ConcertAI saw these patterns emerging and saw a great unfulfilled need to provide cancer-specific and pan-tumor views of the current standard of care. The analytic concept was that the entire standard of care should be represented, where each treatment paradigm was represented with statistical significance. The variables represented would be meaningful to that standard of care but also provide views of critical biological markers of response and characteristics of that response – hence utility for RCT endpoints as well. These datasets are dynamic: evolving in terms of patient criteria and variables considered and are constantly aligned to new therapeutics reshaping the standard of care, targets of significance, diagnostic approaches, and clinical guidelines – in other words their relevance is assured. They are ever growing such that their power improves and can accommodate the pattern in oncology of narrower subsets of patients being defined to ever more specific treatment approaches.

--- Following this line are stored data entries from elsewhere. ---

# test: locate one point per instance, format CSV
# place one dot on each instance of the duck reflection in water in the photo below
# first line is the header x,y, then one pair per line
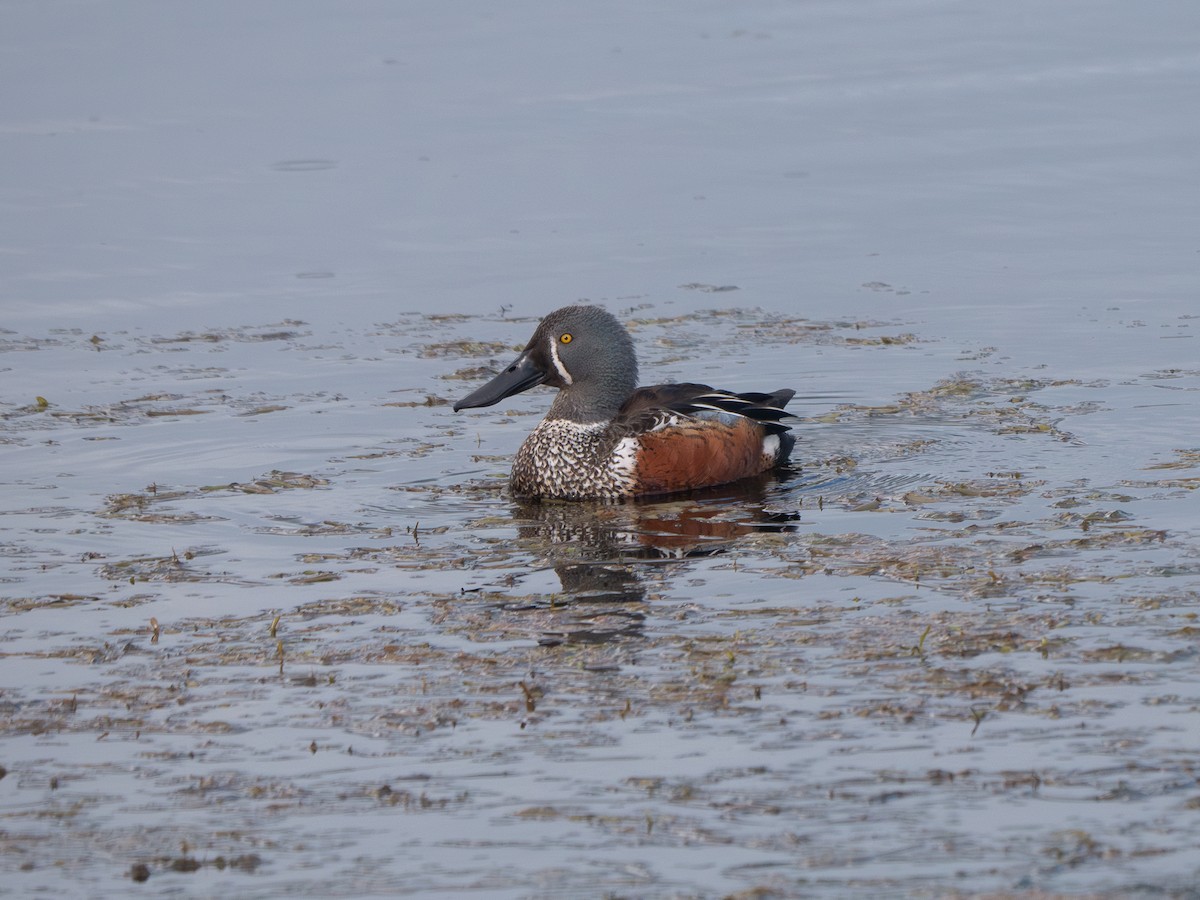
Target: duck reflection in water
x,y
604,555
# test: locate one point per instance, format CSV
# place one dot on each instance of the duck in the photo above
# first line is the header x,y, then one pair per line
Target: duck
x,y
605,438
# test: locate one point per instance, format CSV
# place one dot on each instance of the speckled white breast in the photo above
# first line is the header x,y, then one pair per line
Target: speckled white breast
x,y
568,460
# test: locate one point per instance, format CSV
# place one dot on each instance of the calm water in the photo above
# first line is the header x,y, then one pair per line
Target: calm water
x,y
271,622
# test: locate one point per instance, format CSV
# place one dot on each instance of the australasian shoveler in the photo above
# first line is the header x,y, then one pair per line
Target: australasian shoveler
x,y
606,438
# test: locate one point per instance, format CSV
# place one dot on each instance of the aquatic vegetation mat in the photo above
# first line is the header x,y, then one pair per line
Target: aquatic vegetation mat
x,y
310,629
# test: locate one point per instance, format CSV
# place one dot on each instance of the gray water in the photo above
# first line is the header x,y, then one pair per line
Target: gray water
x,y
273,623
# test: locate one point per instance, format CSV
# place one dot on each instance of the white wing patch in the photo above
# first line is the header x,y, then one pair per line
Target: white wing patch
x,y
624,457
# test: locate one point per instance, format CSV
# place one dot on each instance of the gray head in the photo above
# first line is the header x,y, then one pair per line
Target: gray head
x,y
583,352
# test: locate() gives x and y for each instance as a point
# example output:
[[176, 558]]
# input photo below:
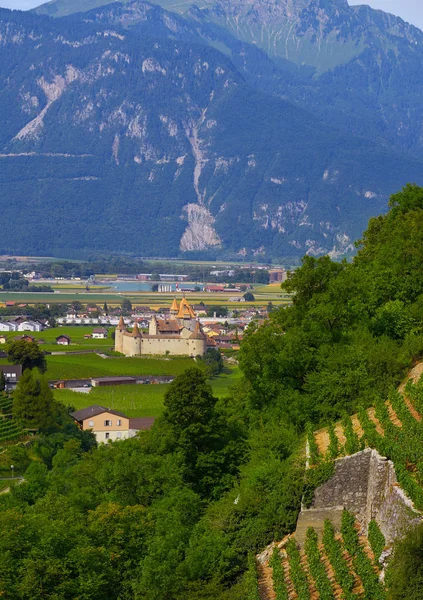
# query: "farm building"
[[104, 381], [99, 334], [12, 374], [109, 424]]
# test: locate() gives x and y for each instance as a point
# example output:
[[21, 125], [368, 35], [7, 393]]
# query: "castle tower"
[[186, 315], [136, 341], [198, 341], [174, 309], [152, 329], [119, 333]]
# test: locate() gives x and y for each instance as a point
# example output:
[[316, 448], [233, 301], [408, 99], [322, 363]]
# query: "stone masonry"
[[365, 484]]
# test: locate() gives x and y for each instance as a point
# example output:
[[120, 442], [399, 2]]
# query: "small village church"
[[180, 335]]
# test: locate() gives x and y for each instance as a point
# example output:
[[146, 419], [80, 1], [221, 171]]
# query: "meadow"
[[76, 333], [263, 294], [139, 400], [81, 366]]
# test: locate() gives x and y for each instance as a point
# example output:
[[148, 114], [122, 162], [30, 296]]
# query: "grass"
[[75, 333], [263, 295], [84, 366], [138, 400]]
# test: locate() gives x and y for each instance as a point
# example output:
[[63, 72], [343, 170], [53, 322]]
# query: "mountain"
[[354, 67], [130, 128]]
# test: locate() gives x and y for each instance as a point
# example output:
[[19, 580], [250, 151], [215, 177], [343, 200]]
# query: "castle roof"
[[198, 333], [121, 324], [165, 325], [136, 333], [185, 310]]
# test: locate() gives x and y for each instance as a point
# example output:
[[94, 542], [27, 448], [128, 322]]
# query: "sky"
[[409, 10]]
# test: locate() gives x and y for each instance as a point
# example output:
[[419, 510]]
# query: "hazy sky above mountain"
[[409, 10]]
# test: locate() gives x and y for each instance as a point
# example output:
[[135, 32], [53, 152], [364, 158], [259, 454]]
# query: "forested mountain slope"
[[129, 118], [355, 67]]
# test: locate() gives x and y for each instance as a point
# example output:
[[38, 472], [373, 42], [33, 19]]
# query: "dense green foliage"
[[34, 406], [27, 354], [332, 352], [404, 577]]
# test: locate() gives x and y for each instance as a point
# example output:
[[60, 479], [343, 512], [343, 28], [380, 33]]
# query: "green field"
[[138, 400], [74, 332], [82, 366], [263, 294]]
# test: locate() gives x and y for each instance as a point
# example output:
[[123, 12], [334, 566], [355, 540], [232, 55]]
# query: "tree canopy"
[[27, 354]]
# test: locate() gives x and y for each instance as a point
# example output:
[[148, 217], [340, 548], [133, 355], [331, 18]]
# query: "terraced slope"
[[341, 565], [394, 428], [9, 430]]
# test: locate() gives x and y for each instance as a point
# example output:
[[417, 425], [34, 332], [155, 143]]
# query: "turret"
[[198, 341], [136, 341], [152, 329], [174, 309], [119, 333]]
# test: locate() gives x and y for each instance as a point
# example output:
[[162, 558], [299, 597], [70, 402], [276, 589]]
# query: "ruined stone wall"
[[365, 484]]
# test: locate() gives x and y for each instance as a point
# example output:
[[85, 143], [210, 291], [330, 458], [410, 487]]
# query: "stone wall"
[[365, 484]]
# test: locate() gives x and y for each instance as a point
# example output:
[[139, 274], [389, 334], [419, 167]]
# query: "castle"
[[180, 335]]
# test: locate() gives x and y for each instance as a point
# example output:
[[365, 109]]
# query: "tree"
[[27, 354], [211, 449], [214, 361], [33, 402], [221, 311], [189, 401], [404, 576], [126, 305]]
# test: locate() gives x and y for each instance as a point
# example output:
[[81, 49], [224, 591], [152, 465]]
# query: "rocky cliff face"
[[160, 128]]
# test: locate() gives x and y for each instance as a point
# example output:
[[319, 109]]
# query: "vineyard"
[[9, 429], [345, 565], [394, 428], [341, 566]]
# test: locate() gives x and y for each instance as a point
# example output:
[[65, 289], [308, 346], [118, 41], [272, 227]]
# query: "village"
[[123, 355]]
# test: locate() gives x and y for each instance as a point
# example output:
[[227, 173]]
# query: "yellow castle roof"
[[121, 324], [136, 332], [175, 306], [185, 310], [198, 334]]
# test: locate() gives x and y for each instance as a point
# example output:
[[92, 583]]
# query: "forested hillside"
[[167, 133], [175, 512]]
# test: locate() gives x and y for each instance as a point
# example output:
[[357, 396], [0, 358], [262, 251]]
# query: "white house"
[[7, 326], [30, 326], [99, 334], [110, 425]]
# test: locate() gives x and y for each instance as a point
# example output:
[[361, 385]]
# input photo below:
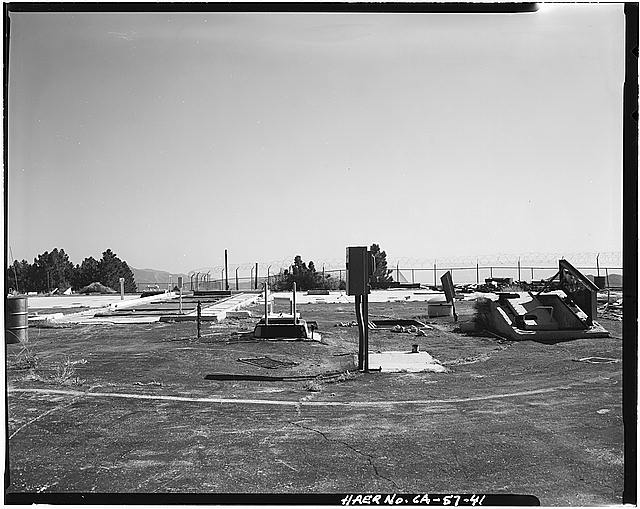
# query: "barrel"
[[16, 320]]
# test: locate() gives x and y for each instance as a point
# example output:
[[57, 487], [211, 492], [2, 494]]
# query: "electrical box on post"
[[358, 271]]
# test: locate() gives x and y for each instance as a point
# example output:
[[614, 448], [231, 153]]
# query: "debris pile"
[[612, 311]]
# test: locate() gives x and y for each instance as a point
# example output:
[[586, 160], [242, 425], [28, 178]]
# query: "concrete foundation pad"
[[396, 362]]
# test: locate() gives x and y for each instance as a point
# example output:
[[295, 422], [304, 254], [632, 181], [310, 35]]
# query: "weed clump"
[[26, 358]]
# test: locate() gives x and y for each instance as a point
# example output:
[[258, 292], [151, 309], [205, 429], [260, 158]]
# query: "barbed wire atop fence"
[[589, 259]]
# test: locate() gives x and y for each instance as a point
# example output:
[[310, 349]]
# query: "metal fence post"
[[199, 317]]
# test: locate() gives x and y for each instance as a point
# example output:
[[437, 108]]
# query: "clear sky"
[[168, 137]]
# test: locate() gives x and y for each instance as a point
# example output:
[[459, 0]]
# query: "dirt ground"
[[127, 409]]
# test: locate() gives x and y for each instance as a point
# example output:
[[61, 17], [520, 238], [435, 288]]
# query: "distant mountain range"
[[146, 277]]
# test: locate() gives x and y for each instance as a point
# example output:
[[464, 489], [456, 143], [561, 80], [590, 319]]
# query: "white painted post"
[[266, 304], [295, 315]]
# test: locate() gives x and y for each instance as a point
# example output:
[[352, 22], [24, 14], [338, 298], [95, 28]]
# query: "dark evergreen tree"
[[381, 276], [50, 271], [18, 277], [111, 269], [86, 273]]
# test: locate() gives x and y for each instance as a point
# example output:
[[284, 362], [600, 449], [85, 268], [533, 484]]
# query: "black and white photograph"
[[336, 254]]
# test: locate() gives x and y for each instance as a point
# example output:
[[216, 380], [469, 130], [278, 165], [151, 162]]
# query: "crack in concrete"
[[370, 458]]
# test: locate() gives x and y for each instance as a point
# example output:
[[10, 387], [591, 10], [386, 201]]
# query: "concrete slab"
[[397, 362], [71, 301], [340, 297], [219, 310]]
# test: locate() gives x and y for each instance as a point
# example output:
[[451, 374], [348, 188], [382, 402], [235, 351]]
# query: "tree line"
[[51, 270], [307, 277]]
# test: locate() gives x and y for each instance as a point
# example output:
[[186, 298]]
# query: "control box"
[[359, 270]]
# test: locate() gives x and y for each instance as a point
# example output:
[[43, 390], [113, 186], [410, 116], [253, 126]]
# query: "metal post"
[[266, 305], [365, 320], [358, 299], [199, 317], [226, 271], [295, 314]]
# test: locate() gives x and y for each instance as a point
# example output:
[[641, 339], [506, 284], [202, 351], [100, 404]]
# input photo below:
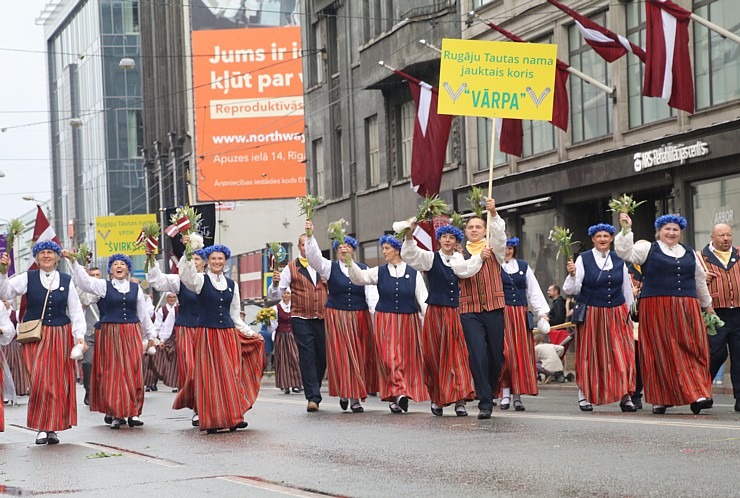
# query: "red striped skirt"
[[218, 378], [674, 351], [52, 401], [446, 364], [117, 382], [520, 363], [165, 361], [349, 347], [400, 364], [605, 355], [18, 369], [287, 367]]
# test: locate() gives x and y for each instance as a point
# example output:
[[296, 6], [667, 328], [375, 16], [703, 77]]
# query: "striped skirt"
[[287, 368], [347, 335], [400, 364], [165, 361], [446, 365], [185, 367], [52, 401], [674, 351], [18, 369], [520, 364], [218, 379], [605, 355], [117, 382]]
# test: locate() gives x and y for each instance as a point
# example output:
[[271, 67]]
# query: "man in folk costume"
[[308, 295], [482, 306], [723, 279]]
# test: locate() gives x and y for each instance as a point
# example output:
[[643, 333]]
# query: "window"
[[716, 60], [642, 110], [591, 108], [372, 141], [317, 149]]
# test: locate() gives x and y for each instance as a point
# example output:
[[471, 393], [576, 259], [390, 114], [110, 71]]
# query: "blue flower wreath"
[[601, 227], [350, 241], [451, 230], [47, 245], [670, 218], [391, 241]]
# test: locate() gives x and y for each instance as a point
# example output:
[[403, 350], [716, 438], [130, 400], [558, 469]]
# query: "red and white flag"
[[431, 133], [606, 43], [668, 72]]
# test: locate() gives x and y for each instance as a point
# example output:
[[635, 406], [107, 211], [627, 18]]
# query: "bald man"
[[723, 279]]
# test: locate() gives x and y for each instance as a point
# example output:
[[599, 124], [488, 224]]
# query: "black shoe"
[[698, 406], [134, 422], [52, 438]]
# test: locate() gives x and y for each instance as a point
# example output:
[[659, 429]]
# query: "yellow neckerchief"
[[475, 248]]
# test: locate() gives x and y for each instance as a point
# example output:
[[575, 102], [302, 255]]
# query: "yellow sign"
[[118, 234], [497, 79]]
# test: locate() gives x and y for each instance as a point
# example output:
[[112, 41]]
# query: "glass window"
[[716, 60], [591, 108]]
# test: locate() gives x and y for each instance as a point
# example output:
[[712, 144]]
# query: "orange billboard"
[[248, 88]]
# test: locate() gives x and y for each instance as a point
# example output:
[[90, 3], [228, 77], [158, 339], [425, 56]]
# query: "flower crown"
[[391, 241], [47, 245], [451, 230], [350, 241], [601, 227], [670, 218]]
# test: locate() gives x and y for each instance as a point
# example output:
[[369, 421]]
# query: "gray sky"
[[24, 151]]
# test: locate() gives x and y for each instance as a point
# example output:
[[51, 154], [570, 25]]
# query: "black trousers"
[[484, 335], [728, 337], [311, 340]]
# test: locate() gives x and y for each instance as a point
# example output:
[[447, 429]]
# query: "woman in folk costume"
[[186, 325], [605, 350], [521, 289], [52, 403], [350, 347], [674, 349], [445, 354], [117, 383], [222, 394], [287, 367], [402, 298]]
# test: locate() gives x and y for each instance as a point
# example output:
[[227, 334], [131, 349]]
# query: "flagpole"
[[718, 29]]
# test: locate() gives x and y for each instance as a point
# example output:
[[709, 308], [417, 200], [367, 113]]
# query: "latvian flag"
[[668, 71]]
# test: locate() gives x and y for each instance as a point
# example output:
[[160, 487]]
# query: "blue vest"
[[343, 294], [664, 275], [118, 307], [515, 285], [187, 313], [444, 289], [215, 305], [397, 295], [55, 313], [604, 290]]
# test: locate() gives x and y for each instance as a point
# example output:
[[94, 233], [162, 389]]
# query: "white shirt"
[[323, 268], [358, 276], [99, 287], [637, 252], [194, 281], [572, 285], [18, 285]]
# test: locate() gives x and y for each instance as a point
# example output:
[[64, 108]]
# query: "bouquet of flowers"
[[307, 205], [15, 227], [624, 204], [562, 237], [712, 322], [266, 316]]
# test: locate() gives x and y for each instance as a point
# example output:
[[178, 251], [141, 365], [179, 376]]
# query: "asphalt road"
[[552, 449]]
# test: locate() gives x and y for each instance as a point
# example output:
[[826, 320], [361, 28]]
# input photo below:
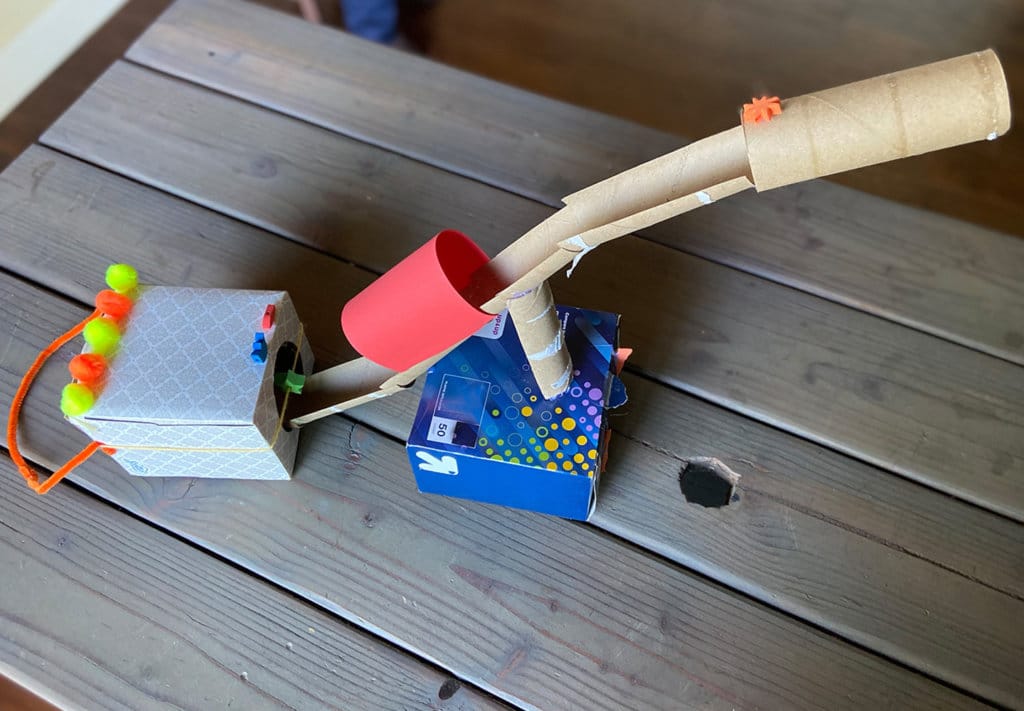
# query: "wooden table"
[[856, 362]]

So, with the cited forces at play transforming how we plan new clinical development programs, where we deploy those programs, how they are going to be assessed by regulators, and the requirement for ongoing data and evidence generation we see these data as foundational to the Clinical Development Enterprise. Not having this capability would limit the insights, constrain the planning, increase the risks, and diminish the level of regulatory discourse possible. When you further combine this with the move towards data science and AI-centric research and clinical development organizations the confederation of research-grade clinical data with the enterprises own-generated research, translational and clinical development data is even more compelling and essential.
The concept of ‘foundation’ refers to an underlying basis or substrate from which to build – research grade RWD, as part of the total R&D system of biopharma, is exactly that, foundational, for clinical development programs from early to late.